# Poor attempts at proselytizing?



## IBMchicago (May 16, 2012)

Any amusing annecodetes about failed attempts at convincing someone/others to appreciate your personal classical music tastes...or even to appreciate classical music itself?

Several years ago, I took a friend who had just moved to Chicago to attend the symphony. He did not have any appreciation of classical music, but was interested in the experiencing arts/culture in his new urban dwelling. Some of his other friends had already taken him to Stepphenwolf Theater and the Museum of Contempory Art, and now it was my turn to impress. After a nice dinner and a bottle of decent wine, we took our seats in the concert hall. After the first movement of Schubert's Seventh, my friend turned to ask me a question (unaware of concert etiquette) and was furious to find me fast asleep. He then had to sit through the remainder of the performances without an alert and enthusiastic friend to assist him through the experience. Admittedly, I was jetlagged and wine didn't help, but I did permanently turn my friend off from classical music.

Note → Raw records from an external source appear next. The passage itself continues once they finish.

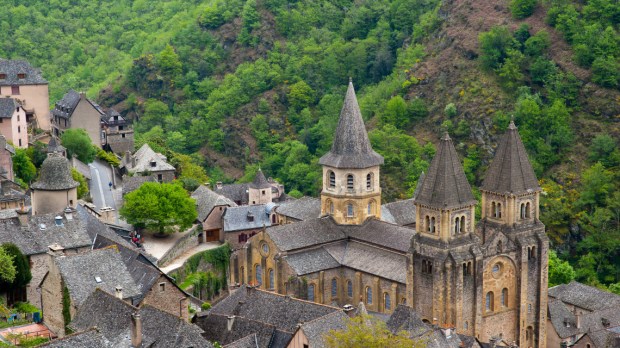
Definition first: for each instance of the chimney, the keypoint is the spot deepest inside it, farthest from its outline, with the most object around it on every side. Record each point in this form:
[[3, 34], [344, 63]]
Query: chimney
[[230, 322], [136, 330], [68, 213]]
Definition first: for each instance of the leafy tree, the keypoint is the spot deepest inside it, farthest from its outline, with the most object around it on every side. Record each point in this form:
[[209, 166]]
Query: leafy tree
[[161, 208], [522, 8], [83, 187], [77, 142], [23, 167], [560, 272], [7, 267], [21, 264], [365, 331]]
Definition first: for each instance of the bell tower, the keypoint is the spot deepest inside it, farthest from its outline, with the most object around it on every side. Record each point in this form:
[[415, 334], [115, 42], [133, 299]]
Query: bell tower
[[351, 191]]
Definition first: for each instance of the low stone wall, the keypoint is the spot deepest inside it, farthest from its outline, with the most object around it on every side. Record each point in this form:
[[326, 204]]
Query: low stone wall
[[182, 245]]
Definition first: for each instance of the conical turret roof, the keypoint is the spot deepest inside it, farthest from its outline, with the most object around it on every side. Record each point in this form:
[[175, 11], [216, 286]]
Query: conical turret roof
[[445, 185], [55, 175], [510, 171], [351, 147], [260, 182]]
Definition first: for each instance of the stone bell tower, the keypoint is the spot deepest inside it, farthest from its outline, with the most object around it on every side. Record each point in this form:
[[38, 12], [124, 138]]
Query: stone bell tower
[[351, 191]]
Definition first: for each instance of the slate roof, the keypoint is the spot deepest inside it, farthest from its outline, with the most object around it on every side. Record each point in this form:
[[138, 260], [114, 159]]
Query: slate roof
[[245, 217], [316, 329], [351, 147], [64, 107], [34, 239], [301, 209], [8, 107], [283, 312], [306, 233], [144, 156], [13, 67], [510, 171], [260, 182], [206, 200], [79, 272], [112, 317], [402, 212], [55, 175], [132, 183], [445, 185], [584, 296]]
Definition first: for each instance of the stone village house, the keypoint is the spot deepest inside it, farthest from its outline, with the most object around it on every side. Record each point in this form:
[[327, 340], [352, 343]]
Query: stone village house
[[486, 279]]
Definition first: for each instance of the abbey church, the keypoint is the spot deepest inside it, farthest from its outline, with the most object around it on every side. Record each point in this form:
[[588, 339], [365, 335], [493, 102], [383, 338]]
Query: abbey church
[[484, 278]]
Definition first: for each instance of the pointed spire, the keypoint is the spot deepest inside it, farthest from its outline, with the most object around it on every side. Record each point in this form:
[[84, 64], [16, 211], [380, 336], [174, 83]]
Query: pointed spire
[[351, 147], [445, 185], [510, 171]]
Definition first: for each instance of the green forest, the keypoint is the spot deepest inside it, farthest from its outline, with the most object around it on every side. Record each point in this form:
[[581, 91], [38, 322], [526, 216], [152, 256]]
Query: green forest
[[231, 85]]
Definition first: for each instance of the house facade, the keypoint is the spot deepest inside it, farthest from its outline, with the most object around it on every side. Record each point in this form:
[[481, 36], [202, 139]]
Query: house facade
[[487, 279], [19, 80]]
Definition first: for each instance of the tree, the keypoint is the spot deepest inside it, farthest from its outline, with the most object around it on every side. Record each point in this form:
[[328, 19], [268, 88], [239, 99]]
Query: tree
[[161, 208], [77, 142], [21, 264], [7, 268], [560, 272], [365, 331], [23, 166]]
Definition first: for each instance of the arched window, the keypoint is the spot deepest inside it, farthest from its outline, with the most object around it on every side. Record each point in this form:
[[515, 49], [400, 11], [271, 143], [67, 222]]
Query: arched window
[[349, 289], [259, 275], [489, 301], [332, 179], [311, 292], [271, 280], [527, 211], [350, 181]]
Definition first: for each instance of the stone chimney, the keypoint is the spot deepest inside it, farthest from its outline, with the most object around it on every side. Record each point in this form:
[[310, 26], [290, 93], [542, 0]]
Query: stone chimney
[[136, 330], [230, 322]]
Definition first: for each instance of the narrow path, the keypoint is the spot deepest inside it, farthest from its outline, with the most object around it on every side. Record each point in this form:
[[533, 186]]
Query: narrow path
[[180, 260]]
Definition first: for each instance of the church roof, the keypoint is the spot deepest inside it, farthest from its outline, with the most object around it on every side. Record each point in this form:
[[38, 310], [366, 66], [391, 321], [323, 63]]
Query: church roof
[[445, 184], [351, 147], [55, 175], [510, 171], [260, 182]]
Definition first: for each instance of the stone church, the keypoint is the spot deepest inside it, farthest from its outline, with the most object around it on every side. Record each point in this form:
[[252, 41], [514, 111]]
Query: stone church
[[484, 278]]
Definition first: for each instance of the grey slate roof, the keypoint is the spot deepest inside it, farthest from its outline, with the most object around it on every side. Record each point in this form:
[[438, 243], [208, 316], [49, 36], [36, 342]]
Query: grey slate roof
[[510, 171], [584, 296], [316, 329], [301, 209], [32, 239], [402, 212], [351, 147], [64, 107], [245, 217], [132, 183], [79, 272], [8, 107], [55, 175], [13, 67], [445, 186], [206, 200], [112, 317], [260, 182]]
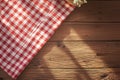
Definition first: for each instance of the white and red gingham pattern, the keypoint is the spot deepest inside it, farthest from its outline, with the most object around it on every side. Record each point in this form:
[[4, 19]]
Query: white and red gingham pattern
[[25, 26]]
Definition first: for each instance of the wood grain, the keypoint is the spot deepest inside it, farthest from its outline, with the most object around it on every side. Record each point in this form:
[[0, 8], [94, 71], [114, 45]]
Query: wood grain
[[85, 47]]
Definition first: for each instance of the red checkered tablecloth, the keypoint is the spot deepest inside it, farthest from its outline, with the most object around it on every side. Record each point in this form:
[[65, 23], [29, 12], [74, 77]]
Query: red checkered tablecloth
[[25, 26]]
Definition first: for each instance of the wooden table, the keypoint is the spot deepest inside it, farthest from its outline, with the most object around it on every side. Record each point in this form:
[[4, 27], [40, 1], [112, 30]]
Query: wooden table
[[85, 47]]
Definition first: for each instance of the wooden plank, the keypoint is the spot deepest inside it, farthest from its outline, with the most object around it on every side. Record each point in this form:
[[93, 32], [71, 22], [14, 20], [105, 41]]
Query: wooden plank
[[87, 31], [71, 74], [78, 55], [68, 74], [97, 11]]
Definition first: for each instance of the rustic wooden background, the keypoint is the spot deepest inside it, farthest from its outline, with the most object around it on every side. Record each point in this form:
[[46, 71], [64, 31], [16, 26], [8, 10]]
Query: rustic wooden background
[[85, 47]]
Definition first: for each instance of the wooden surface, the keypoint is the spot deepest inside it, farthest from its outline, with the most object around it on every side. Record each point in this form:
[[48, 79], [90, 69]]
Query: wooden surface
[[85, 47]]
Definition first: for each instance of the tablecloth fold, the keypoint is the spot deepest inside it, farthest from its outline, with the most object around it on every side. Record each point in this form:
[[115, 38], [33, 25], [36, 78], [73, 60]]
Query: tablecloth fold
[[25, 26]]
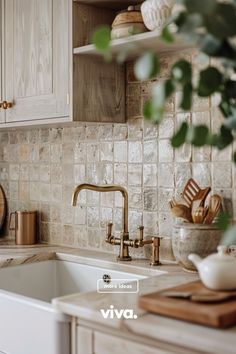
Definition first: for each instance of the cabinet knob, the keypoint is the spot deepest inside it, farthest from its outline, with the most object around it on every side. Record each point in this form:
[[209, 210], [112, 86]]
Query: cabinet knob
[[6, 105]]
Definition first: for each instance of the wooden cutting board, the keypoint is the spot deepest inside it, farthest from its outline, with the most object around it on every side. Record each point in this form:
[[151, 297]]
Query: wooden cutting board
[[219, 315], [3, 206]]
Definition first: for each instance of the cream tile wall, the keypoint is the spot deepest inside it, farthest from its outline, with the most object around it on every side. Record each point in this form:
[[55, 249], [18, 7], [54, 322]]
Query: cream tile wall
[[39, 169]]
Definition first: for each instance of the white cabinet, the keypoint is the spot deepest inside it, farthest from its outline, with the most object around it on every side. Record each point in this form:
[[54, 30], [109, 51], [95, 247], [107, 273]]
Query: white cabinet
[[36, 55], [92, 339]]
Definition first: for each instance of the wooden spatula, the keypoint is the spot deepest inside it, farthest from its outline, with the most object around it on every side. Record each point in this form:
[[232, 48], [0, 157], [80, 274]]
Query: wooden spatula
[[214, 207], [192, 192]]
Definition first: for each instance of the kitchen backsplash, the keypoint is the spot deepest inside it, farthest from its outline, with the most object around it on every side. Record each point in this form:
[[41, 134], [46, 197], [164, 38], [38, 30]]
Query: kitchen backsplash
[[39, 169]]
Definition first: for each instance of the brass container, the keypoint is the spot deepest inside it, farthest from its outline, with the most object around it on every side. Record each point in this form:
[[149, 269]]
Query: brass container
[[25, 227]]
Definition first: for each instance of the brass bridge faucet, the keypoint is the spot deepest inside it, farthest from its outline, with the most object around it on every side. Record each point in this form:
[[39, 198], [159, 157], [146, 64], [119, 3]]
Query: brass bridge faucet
[[124, 242]]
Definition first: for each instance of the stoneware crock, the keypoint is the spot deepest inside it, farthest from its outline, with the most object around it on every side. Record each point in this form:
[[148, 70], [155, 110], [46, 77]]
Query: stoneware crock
[[156, 12], [193, 238]]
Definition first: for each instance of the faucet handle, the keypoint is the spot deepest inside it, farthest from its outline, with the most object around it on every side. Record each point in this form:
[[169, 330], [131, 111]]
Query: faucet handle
[[109, 229], [155, 257], [141, 232]]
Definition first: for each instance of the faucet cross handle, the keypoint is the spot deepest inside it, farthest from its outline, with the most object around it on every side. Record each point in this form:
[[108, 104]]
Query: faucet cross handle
[[155, 257], [109, 230], [141, 232]]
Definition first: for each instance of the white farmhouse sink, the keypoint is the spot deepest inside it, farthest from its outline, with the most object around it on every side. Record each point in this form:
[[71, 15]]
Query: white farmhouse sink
[[28, 322]]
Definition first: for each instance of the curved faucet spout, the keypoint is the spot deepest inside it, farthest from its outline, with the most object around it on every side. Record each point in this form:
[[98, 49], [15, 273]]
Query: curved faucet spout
[[105, 188]]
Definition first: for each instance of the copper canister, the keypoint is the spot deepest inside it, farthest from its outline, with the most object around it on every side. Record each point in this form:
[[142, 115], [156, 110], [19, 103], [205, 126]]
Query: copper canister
[[25, 227]]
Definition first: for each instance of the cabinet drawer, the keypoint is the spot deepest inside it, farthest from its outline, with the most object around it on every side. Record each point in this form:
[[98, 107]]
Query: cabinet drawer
[[107, 344], [84, 340]]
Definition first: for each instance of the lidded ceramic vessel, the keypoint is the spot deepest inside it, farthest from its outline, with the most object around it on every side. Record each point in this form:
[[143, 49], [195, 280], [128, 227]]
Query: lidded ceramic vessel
[[156, 12], [194, 238], [127, 23]]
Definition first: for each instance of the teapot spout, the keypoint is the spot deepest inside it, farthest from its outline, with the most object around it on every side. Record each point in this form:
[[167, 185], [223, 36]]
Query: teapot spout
[[195, 259]]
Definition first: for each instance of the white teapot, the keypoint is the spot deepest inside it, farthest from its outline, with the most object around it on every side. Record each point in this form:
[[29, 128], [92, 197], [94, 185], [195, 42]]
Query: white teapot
[[217, 271]]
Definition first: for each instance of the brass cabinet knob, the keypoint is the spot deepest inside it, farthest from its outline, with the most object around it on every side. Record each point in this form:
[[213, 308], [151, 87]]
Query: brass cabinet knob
[[6, 105]]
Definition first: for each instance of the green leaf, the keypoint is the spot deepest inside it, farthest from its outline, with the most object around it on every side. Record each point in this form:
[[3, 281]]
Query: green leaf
[[166, 35], [186, 102], [223, 221], [182, 71], [230, 89], [179, 138], [202, 7], [147, 66], [229, 237], [230, 123], [222, 23], [210, 81], [225, 107], [210, 44], [101, 38]]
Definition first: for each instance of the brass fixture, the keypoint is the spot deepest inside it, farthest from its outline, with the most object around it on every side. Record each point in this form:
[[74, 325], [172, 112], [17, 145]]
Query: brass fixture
[[6, 105], [124, 241]]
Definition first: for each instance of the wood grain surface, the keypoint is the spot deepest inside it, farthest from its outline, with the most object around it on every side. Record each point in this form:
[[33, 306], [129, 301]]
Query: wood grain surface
[[219, 315]]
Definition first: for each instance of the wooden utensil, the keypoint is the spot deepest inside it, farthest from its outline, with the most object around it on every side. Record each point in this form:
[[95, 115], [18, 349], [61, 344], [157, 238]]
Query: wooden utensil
[[180, 210], [214, 207], [199, 214], [3, 206], [211, 297], [219, 315], [192, 192]]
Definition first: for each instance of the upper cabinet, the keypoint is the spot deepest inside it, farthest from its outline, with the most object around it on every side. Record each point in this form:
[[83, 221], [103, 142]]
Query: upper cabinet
[[49, 70], [36, 58]]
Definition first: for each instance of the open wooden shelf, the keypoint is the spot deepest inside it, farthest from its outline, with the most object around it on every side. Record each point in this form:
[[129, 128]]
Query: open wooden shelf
[[136, 44], [112, 4]]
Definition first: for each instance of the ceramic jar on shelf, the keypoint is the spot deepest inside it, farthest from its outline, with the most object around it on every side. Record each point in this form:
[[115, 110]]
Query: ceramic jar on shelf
[[127, 23], [194, 238], [156, 12]]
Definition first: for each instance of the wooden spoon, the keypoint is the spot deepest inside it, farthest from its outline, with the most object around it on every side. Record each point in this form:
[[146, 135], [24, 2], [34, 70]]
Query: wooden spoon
[[214, 207], [181, 211], [199, 214], [192, 192]]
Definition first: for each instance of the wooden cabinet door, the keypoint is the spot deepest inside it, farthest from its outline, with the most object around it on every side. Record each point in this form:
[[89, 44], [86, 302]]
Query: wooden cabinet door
[[37, 59]]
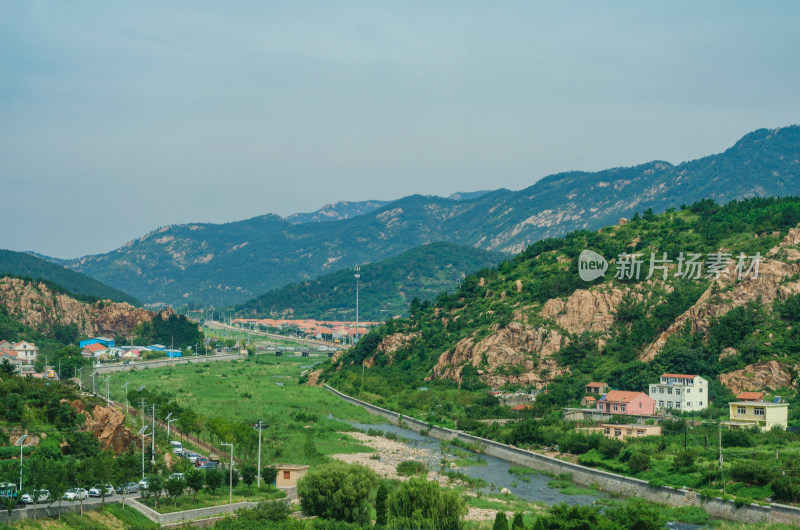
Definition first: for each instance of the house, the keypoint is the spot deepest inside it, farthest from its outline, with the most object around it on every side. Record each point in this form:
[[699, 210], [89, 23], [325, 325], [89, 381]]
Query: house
[[105, 341], [680, 392], [620, 432], [289, 474], [750, 396], [94, 350], [596, 388], [761, 414], [10, 356], [26, 351], [630, 403]]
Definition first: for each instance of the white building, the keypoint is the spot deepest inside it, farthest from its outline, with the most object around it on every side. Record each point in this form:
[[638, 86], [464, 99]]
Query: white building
[[680, 392]]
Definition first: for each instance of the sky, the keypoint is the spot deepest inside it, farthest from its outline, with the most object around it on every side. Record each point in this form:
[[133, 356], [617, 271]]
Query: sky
[[120, 117]]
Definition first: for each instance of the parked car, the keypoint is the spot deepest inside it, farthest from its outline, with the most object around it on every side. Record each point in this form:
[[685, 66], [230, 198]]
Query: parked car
[[98, 490], [44, 496], [130, 487], [74, 494]]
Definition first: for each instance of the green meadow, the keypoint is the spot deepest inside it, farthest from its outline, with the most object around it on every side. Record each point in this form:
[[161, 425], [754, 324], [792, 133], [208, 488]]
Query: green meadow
[[298, 427]]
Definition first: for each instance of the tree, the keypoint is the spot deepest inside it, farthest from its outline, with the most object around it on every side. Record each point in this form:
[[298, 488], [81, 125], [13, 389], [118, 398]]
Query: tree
[[249, 474], [175, 487], [154, 489], [195, 480], [270, 475], [214, 480], [337, 491], [380, 505], [500, 521], [418, 503]]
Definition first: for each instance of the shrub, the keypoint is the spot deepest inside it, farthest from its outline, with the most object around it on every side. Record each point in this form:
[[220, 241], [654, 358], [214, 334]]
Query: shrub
[[639, 462], [418, 503], [411, 467], [337, 491]]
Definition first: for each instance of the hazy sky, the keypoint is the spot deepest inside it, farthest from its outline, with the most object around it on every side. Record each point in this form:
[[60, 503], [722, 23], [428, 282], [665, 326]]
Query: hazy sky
[[119, 117]]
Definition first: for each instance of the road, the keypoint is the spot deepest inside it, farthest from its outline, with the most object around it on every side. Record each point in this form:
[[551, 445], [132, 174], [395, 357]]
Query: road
[[306, 342]]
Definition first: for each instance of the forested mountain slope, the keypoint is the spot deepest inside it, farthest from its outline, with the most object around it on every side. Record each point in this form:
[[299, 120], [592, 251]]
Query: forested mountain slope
[[533, 322], [230, 263], [24, 264], [386, 287]]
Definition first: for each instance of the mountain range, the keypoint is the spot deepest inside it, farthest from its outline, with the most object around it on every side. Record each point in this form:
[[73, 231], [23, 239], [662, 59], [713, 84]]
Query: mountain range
[[386, 287], [227, 264]]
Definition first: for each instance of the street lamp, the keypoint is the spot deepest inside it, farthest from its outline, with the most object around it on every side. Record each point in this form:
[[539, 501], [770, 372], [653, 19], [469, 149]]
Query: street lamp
[[20, 444], [358, 276], [230, 484], [169, 421], [142, 434], [125, 386]]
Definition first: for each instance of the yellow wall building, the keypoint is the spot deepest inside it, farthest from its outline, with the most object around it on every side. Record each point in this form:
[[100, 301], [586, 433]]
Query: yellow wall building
[[763, 414]]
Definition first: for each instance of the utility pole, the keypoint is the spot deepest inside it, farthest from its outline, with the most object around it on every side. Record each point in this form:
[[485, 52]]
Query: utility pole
[[258, 475], [153, 438], [721, 473], [230, 478]]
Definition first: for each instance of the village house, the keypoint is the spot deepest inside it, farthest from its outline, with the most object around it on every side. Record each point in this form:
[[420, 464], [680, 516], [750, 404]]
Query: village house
[[620, 432], [680, 392], [596, 388], [289, 474], [26, 351], [629, 403], [762, 414], [750, 396]]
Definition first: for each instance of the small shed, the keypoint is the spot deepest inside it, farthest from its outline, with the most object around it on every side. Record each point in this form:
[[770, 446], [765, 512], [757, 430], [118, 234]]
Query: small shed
[[289, 474]]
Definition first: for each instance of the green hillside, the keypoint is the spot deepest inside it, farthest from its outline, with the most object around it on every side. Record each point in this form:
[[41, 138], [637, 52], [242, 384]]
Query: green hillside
[[230, 263], [533, 324], [26, 265], [386, 288]]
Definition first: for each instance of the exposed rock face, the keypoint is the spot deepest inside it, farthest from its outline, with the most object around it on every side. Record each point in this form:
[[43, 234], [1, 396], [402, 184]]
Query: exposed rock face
[[107, 424], [35, 305], [505, 356], [584, 310], [390, 345], [759, 376], [725, 294], [313, 377]]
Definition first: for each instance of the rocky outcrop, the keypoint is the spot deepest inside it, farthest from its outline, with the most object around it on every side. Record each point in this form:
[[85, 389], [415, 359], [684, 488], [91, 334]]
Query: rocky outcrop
[[760, 376], [514, 354], [725, 293], [107, 424], [584, 310], [37, 306]]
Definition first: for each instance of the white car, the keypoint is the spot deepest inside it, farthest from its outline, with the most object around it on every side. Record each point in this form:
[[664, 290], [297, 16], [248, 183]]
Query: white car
[[75, 494], [97, 490], [44, 496]]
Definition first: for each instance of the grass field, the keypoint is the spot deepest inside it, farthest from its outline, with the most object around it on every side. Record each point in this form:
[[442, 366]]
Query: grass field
[[263, 388]]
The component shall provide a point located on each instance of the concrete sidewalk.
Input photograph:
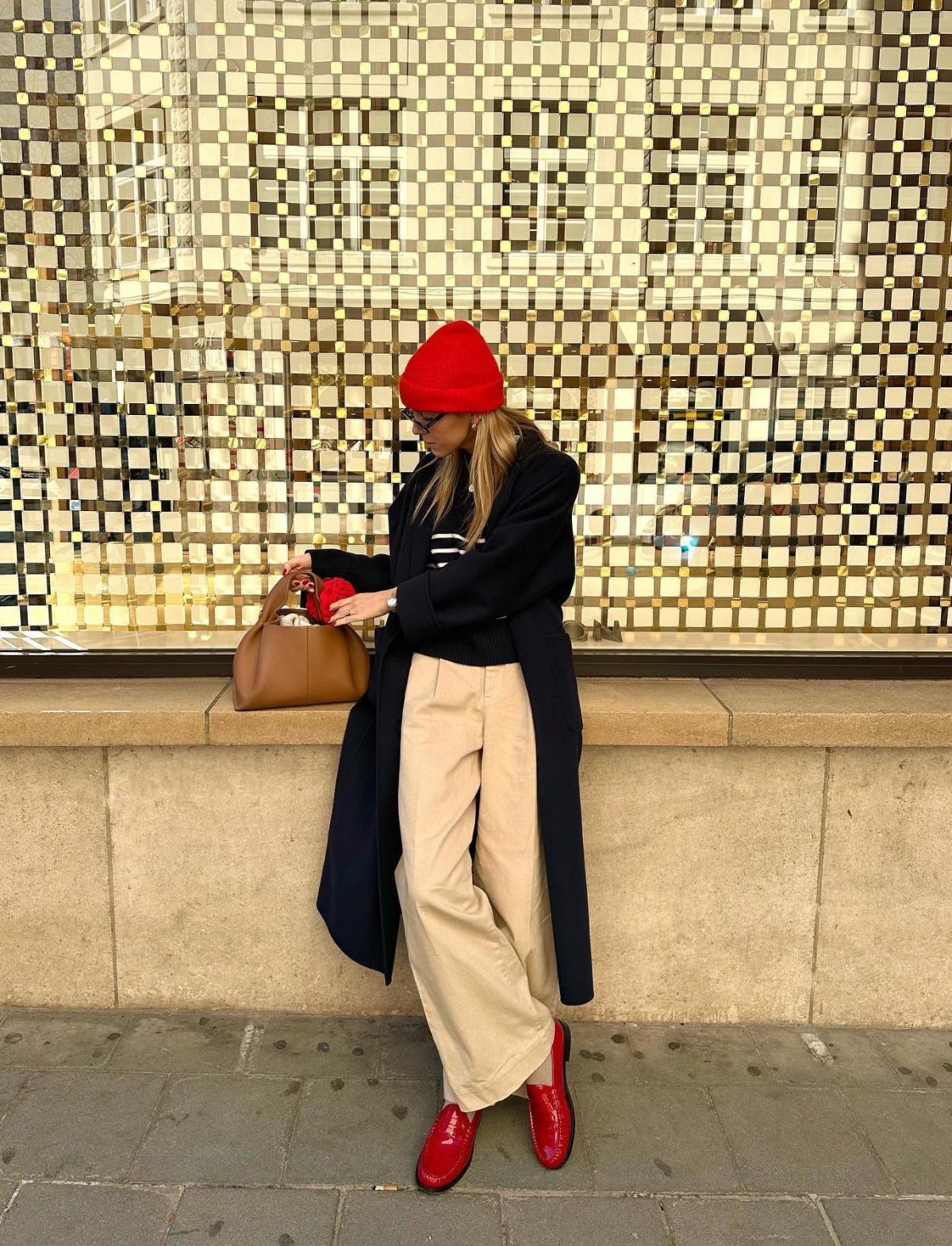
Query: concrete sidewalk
(142, 1128)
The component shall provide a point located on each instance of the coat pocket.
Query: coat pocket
(559, 647)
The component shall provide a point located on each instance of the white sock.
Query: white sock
(543, 1075)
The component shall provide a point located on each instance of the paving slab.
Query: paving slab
(168, 1042)
(891, 1221)
(227, 1128)
(746, 1220)
(232, 1217)
(139, 1125)
(704, 1055)
(912, 1136)
(52, 1213)
(798, 1139)
(78, 1123)
(419, 1217)
(600, 1219)
(316, 1047)
(502, 1158)
(41, 1038)
(408, 1049)
(921, 1057)
(646, 1138)
(824, 1056)
(602, 1053)
(362, 1130)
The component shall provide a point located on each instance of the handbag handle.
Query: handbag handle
(278, 596)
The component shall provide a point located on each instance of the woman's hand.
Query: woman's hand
(359, 607)
(293, 564)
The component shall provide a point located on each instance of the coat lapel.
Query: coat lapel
(414, 550)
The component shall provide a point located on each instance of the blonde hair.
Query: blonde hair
(497, 435)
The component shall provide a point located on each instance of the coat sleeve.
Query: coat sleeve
(511, 570)
(368, 573)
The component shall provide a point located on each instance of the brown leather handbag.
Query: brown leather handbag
(279, 666)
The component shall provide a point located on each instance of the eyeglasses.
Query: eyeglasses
(420, 425)
(600, 631)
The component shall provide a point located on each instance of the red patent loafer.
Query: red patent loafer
(551, 1112)
(447, 1149)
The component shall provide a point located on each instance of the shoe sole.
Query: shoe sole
(440, 1189)
(569, 1097)
(566, 1053)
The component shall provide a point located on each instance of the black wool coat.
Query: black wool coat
(526, 568)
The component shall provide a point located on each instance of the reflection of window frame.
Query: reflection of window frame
(705, 8)
(814, 160)
(156, 253)
(117, 17)
(543, 159)
(313, 156)
(738, 240)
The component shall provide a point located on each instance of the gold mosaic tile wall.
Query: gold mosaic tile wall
(708, 242)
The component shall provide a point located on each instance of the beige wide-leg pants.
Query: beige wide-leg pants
(478, 931)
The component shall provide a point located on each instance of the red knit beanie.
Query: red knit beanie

Any other stories out there? Sometimes, it is nice to start off a Monday by chuckling at yourself.


----------



## Ingélou (Feb 10, 2013)

My grandmother and great-aunt shared a home. Granny was musical; Aunt Gladys not. 
Granny bought tickets for us to go to the local cathedral to watch a 'Stabat Mater' - can't even remember the composer! It was near Easter & the cathedral was absolutely freezing. As Gran was in her 90s, Taggart chivalrously lent her his jacket saying he didn't need it. We weren't used to that sort of music and hearing the choir endlessly reiterating the phrases while simultaneously perishing of cold was like being tortured. 
Then, when we got back, Aunt Gladys scoffed: 'I bet you didn't enjoy that at all!'
Which was true, but we had to support Granny so: 'Oh yes we did, we loved it!' we lied through our teeth. 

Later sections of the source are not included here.